L’homme a alors réclamé de l’argent, estimant qu’Elsa devait payer les frais pour créer un poulailler avec des grillages et qu’elle devait payer pour les dommages. "J’ai appelé mon assurance pour avoir un avis d’expert et on m’a dit que c’était de la violence gratuite", lâche-t-elle. "Il n’y a pas de preuve, donc il ne peut pas faire une telle demande".

Des expériences parfois traumatisantes à ne pas prendre à la légère

Après cette incartade, le conjoint d’Elsa, "plus posé", a proposé d’offrir des poules en échange. "Ça s’est bien fini dans le sens où mon chat est toujours vivant et que rien d’autre ne s’est passé", conclut-elle.

"On s’est excusés platement, mais de là à menacer une femme enceinte et son chat, puis demander de l’argent, j’ai trouvé ça odieux. Ils sont toujours mes voisins, mais je ne leur adresse plus la parole, et ça m’a refroidie sur le voisinage".

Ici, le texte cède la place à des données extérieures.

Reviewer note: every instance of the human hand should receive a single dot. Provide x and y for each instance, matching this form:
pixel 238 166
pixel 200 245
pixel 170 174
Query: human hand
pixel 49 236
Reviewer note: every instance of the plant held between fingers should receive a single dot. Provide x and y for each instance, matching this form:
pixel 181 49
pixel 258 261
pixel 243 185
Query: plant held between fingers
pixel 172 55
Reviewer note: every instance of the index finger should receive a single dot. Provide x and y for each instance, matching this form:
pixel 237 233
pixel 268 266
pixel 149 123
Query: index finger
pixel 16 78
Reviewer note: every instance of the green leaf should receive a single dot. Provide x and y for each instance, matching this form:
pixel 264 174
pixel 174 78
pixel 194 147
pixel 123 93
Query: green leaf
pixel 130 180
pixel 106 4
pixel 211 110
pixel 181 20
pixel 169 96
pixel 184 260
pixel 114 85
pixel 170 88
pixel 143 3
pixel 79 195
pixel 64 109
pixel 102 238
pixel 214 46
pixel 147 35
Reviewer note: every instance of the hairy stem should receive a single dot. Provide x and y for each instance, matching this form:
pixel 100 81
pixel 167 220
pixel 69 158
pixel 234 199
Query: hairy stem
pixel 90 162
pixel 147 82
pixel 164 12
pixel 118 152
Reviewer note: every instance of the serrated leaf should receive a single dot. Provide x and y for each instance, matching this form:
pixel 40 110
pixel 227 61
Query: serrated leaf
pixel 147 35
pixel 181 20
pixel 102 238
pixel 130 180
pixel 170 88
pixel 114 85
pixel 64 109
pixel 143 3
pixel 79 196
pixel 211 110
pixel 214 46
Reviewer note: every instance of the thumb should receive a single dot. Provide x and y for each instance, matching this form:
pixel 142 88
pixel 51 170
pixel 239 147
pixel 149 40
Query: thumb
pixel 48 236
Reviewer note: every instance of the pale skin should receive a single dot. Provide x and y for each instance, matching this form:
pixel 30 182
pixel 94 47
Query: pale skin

Et si les histoires se terminent bien ici, certaines tournent au harcèlement, voire au drame, comme en témoignent plusieurs faits divers chaque année. Il convient donc, quand la situation prend une tournure inquiétante, d'avoir les bons réflexes. "Le premier réflexe à adopter face à un voisin harceleur est d'aller porter plainte auprès du commissariat de police ou de la gendarmerie. Cette plainte, qui ne peut pas être refusée, sera ensuite transmise au procureur de la République pour examen. C'est lui qui y donnera suite ou non, selon les situations", précise Marc Alexandre, avocat, au Figaro Immobilier.

Guetter le départ du voisin problématique sans jamais être sûr de trouver mieux

Car ces quelques mois - ou années dans les pires des cas - d'enfer peuvent laisser des traces. Depuis ma propre expérience avec mon voisin, je ne supporte plus le moindre bruit la nuit.

Ma seule satisfaction remonte à son état des lieux de sortie, que j’ai suivi avec attention l’oreille collée au mur : il s’est très mal passé en raison de l’état de l’appartement. Mon parquet m’entend encore ricaner. Heureusement, la locataire suivante, bien plus discrète, m’a permis de retrouver des nuits tranquilles.

Il a pris l’échelle et a cassé l’une de ses fenêtres pour rentrer chez lui et a mis un carton qu’il a laissé. 

Le voisin du premier étage d’Élodie avait aussi laissé sa location dans un mauvais état au moment de son départ. Aujourd’hui, son appartement est habité par un homme plus âgé et peu bruyant. S’il n’inflige pas ses conflits conjugaux à ses voisins, il n’est pas épargné par les déconvenues. "Un dimanche, il a oublié ses clés à l’intérieur de chez lui. Puisqu’il ne trouvait pas de l’aide, il a pris l’échelle et a cassé l’une de ses fenêtres pour rentrer chez lui et a mis un carton qu’il a laissé", raconte Élodie. Aux dernières nouvelles, la jeune femme qui a aujourd'hui déménagé, n'était pas au courant de changements. 

Ses voisins, eux, ne devraient pas manquer une miette de la suite.